Here's some interesting information, just made available to me,
that I wish to pass on to you OP.

Seems to be quite a few "other" parameters to meet,
in order to have success with certain PBL products.

From this thread:
http://www.autogeekonline.net/forum...-label-surface-coating-what-s-going-here.html

I did have a conversation with Nick and found that most of what he was sharing was common coating recommendations. He may have some different recommendations now that the product has been around and tested by more "end users" but what was shared is: you can recoat within 24hrs (recommended to assure 100% coverage), no exposure to water/rain for the 12 hr cure time, no wash for 1 week (and need to be gently washed at that point because the product is not 100% hardened) and maximum cure around 30 days (under normal curing conditions). Obviously cure time will be affected environmental conditions (ie. humidity, temperature etc.. )

It'd be nice if this above information was included in the products' descriptions/instructions.
It may have been a god-send to at least one AGO-forum member.

TO WIT (From this thread): http://www.autogeekonline.net/forum...nnacle-black-label-diamond-paint-coating.html
:)

Bob
 
Here's some interesting information, just made available to me,
that I wish to pass on to you OP.

Seems to be quite a few "other" parameters to meet,
in order to have success with certain PBL products.

From this thread:
http://www.autogeekonline.net/forum...-label-surface-coating-what-s-going-here.html




:)

Bob


Very interesting,

Thanks for the info Bob! I ended up washing the truck about a week later after applying it, so im wondering if I possibly was too hasty and it compromised the coating a bit.


Macro
 
Very interesting,

Thanks for the info Bob! I ended up washing the truck about a week later after applying it, so im wondering if I possibly was too hasty and it compromised the coating a bit.


Macro
Quite possible, it seems.

Also take note of the "total cure time".

Bob
 
Interesting results for the paint coating. On my sapphire black 2013 bmw, I used the pinnacle coating prep cleaner twice on the bonnet, then followed with IPA wipe down just in case , because it failed before after 2 weeks. Anyway, weather is around 20 degrees Celsius and pretty dry at the time, the coating applied easily and vanished very quickly.
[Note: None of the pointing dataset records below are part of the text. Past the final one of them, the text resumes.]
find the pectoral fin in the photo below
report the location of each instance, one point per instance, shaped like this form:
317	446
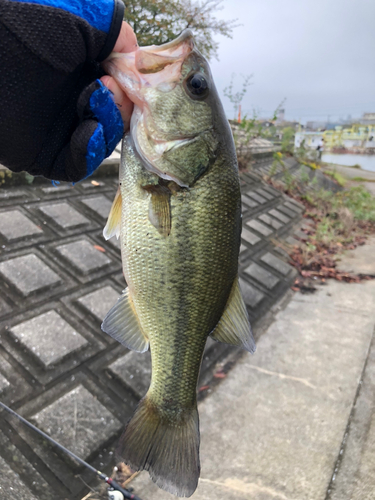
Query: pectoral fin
114	218
122	324
234	327
159	212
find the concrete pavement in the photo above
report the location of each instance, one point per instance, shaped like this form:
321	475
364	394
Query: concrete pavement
296	421
58	279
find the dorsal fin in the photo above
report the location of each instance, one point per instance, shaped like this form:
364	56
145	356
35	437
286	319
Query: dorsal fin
122	324
234	327
114	218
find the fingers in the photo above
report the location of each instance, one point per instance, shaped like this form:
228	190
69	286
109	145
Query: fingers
126	41
121	99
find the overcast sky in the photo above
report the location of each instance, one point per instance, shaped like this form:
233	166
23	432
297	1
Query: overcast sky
318	54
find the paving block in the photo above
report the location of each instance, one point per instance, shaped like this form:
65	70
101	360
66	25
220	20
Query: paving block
11	485
248	201
4	383
243	248
264	277
99	204
4	307
280	266
57	189
258	226
279	215
135	370
64	215
14	224
28	274
292	241
256	197
82	255
100	302
78	421
249	237
251	296
49	337
270	221
11	193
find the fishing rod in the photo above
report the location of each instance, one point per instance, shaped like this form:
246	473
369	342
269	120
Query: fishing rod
104	477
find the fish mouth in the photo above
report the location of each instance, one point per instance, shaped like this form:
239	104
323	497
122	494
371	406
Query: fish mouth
157	147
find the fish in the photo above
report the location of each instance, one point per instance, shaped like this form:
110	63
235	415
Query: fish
177	213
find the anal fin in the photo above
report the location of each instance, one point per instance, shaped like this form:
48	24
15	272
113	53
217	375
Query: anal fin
122	324
234	326
114	218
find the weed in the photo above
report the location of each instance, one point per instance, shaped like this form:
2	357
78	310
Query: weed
341	181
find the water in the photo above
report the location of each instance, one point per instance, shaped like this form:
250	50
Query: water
367	162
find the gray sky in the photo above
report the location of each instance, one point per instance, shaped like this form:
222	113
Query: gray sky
319	54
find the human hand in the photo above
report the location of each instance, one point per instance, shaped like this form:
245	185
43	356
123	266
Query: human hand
126	42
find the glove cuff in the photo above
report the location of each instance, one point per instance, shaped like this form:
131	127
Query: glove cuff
114	31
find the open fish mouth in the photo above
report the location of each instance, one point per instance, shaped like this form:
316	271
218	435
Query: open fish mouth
171	125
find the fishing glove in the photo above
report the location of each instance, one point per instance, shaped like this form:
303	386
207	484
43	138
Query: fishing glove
56	118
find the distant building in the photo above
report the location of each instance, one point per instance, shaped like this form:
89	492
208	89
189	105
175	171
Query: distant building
311	140
357	139
280	116
368	119
315	125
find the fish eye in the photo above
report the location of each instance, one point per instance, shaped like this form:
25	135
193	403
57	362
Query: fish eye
197	86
In fact I had to use way more than 2 to 3 sprays for the bonnet. The result was a very glossy finish. The reason for just doing bonnet is I was tired of prepping the whole car and after two weeks it failed miserably.

Come a thunderstorm the following week, no washing in between, the rain lasted for a week. The beading and sheeting was drastically diminished, therefore I thought it was just a build up of dirt etc. washed with a mild soap solution of ultima car wash. Then to my dismay, no more fast sheeting or beading, just like a IPA wipe downed panel.
Pinnacle paint coating after a week of rainstorm - YouTube

Is that a property of an expensive coating claiming 3 years?
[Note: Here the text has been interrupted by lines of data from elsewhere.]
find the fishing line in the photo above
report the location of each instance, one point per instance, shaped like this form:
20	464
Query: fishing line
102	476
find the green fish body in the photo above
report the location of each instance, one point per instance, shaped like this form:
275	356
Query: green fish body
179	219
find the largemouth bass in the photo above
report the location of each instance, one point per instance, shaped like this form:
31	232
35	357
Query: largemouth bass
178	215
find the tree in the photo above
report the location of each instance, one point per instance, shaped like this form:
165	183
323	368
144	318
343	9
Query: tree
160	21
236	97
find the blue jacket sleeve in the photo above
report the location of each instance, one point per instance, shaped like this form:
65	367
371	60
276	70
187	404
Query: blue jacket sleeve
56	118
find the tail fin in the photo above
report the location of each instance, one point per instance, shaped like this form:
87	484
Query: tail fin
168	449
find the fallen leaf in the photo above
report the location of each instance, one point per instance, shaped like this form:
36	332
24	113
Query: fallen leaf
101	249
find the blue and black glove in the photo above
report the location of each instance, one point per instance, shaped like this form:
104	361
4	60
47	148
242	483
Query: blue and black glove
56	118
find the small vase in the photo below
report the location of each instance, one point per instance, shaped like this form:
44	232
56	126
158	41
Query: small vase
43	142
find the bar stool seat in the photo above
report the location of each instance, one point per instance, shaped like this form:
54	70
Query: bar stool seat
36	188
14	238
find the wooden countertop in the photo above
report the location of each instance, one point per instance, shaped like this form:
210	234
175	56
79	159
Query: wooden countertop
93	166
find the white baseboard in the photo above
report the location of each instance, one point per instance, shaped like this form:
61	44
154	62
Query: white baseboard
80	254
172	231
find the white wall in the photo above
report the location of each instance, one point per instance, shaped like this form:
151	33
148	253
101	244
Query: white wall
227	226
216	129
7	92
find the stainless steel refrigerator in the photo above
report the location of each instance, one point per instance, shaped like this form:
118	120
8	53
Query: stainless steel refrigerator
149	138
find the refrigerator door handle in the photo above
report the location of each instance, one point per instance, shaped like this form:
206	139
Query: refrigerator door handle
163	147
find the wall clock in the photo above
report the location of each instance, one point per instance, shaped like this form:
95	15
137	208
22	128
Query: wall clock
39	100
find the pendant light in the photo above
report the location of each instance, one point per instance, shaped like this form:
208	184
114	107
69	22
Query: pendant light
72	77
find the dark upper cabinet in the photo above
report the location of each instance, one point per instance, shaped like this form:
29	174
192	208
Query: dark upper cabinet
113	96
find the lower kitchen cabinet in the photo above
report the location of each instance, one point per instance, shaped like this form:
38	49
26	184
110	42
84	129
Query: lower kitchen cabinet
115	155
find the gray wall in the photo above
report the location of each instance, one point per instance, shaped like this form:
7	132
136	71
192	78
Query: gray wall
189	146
Someone said to me it's due to BMW paint being sub par.

Heard all the comments about prep work, paint on car...etc come on, I get better results from BlackIce and UpGP...

Worst still I had a a few spots of very bad water etching on the bonnet, got the photo attached, I am not happy with the so called coating and protection of Pinnacle paint Coating.
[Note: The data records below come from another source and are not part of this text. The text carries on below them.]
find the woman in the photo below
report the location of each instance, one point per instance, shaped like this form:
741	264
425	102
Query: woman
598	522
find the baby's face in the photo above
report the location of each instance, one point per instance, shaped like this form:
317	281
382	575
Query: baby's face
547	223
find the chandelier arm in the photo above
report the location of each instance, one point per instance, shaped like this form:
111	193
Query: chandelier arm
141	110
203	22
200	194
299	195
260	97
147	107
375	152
Repeated on my cooper a, same thing, not more than a month with a weekly wash with ultima car wash soap. But looked good after initial application and felt very slick.

If you need to top it with anything to boost the beading and protection, that's bs for a coating which is supposed to be superior to wax and sealants. If you need a sealant to further boost it, why not save time and save time and money and just go for a sealant?

For a garage queen which never sees sun or rain..maybe 3 years and so will anything. I just wish they just mention clearly on the label on their claims. Topping up monthly with the coating to retain the property...yeah, because it has vanished after a month? That's a high maintenance and expensive coating.